Investigate if the following polynomial in $\mathbb Q[x]$ is reducible or irreducible: $x^3-5x^2+2x+1$.
Attempt:
$x^3-5x^2+2x+1\bmod 2$ we get $x^3+x^2+1$.
We see that the polynomial is of degree 3, so it is reducible if it has a root in $\mathbb Q$, using rational root theorem in $\mathbb Q$, we see there is no root in $\mathbb Q$, so it's irreducible?
On
By the Rational Root Theorem the polynomial has no root over $\Bbb Q$ and hence is irreducible. This is probably the most direct way.
On
A reducible polynomial must be a product of two non-constant polynomials with lower degree. In particular, a reducible cubic polynomial has a degree-one and a degree-two factor. Having a degree-one factor is equivalent to having a root. You've correctly applied the rational root theorem to conclude the absence of rational root for the cubic polynomial in the question, so it's irreducible over $\mathbb{Q}$.
As you have already calculated, the polynomial $\bmod 2$ is of the form $x^3+x^2+1$.

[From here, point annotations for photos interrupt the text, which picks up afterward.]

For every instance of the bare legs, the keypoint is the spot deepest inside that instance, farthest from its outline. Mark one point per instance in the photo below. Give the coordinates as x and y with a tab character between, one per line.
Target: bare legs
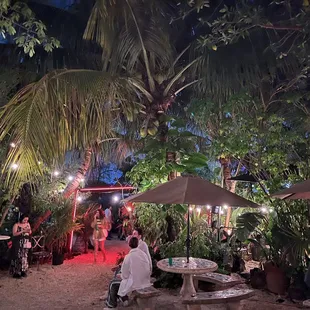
99	244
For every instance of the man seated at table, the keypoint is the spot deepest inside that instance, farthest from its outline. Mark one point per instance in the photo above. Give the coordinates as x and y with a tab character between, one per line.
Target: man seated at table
135	274
142	244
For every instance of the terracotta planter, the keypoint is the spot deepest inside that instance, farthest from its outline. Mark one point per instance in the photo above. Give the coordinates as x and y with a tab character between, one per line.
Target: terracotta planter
58	259
276	280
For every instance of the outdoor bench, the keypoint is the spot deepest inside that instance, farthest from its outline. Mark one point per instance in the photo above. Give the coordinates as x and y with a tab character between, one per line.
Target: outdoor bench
146	297
217	279
230	297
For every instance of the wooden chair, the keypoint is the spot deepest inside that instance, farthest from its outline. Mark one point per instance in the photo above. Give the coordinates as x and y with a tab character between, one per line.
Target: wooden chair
38	249
230	297
146	298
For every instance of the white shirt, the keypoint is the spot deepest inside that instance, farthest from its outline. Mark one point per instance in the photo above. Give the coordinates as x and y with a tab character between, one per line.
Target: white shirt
143	247
108	215
135	272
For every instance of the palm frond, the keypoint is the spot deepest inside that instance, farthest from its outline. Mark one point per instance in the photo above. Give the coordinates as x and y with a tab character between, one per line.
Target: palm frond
239	66
65	110
130	31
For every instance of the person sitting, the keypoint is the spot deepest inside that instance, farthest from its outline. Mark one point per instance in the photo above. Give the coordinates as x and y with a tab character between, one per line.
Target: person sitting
135	275
142	244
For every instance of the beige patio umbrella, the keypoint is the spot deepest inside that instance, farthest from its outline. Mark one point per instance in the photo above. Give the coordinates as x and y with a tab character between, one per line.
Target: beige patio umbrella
191	191
297	191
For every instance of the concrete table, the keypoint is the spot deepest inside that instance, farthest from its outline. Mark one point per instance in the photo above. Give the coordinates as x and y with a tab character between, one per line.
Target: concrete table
195	266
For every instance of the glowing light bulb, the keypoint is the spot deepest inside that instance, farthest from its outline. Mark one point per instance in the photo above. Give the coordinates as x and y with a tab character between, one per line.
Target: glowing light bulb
116	198
264	210
14	166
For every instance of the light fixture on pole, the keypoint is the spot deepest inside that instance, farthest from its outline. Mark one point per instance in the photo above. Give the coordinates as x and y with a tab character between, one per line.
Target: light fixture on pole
14	166
116	198
264	210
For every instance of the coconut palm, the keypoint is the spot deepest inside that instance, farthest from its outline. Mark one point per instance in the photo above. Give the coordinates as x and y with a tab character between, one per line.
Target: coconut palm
142	73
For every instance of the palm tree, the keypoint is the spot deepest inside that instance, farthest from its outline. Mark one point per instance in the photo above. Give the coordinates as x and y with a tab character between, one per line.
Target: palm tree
141	75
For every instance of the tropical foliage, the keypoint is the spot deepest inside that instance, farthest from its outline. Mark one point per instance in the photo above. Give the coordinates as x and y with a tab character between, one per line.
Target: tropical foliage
18	21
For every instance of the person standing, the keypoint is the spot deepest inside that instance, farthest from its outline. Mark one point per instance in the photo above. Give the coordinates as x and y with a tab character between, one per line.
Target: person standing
135	275
100	233
20	247
108	216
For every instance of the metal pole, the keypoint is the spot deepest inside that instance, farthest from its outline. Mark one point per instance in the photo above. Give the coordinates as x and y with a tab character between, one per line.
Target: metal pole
188	239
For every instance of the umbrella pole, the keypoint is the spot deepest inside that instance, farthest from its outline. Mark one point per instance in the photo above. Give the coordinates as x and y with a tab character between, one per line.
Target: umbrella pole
188	239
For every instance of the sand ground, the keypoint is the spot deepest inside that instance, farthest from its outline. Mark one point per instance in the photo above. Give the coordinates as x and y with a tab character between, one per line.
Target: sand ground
79	284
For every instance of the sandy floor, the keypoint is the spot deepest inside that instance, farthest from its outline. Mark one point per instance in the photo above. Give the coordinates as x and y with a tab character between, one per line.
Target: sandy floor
79	284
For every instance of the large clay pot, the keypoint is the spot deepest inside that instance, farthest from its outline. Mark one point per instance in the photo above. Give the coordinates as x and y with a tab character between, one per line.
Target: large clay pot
58	259
276	280
257	278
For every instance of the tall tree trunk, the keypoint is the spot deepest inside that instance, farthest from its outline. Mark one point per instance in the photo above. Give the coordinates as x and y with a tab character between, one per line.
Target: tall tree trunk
72	186
229	185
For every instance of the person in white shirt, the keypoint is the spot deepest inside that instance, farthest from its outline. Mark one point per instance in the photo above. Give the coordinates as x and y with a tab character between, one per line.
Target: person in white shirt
108	217
135	275
142	244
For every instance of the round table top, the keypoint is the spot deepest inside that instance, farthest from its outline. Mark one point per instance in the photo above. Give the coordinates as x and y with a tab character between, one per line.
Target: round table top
3	237
195	266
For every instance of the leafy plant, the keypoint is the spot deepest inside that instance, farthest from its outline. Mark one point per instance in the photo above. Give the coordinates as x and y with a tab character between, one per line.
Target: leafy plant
19	21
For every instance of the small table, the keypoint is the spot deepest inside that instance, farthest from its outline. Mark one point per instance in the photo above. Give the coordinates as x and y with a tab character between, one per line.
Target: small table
195	266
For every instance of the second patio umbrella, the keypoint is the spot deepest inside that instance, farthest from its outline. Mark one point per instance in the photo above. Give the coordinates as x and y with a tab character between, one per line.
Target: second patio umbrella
191	191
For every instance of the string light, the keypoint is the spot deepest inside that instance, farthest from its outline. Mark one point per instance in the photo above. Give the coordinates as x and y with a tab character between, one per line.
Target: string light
14	166
116	198
264	210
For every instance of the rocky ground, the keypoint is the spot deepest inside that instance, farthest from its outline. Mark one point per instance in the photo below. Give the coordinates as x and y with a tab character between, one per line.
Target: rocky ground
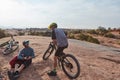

If this was reducible in $\mathbb{Q}$, it would also be reducible $\bmod 2$. As you have already noted if it is reducible, it must have a root in $\mathbb{Q}$. But more importantly, if it is reducible, it must also have a root $\bmod 2$. This is because the polynomial is of degree $3$.
So $\bmod 2$ we only have to try two values: $1$ and $0$. Both are no root, thus it is irreducible $\bmod 2$. Then from it follows that it's also irreducible in $\mathbb{Q}$.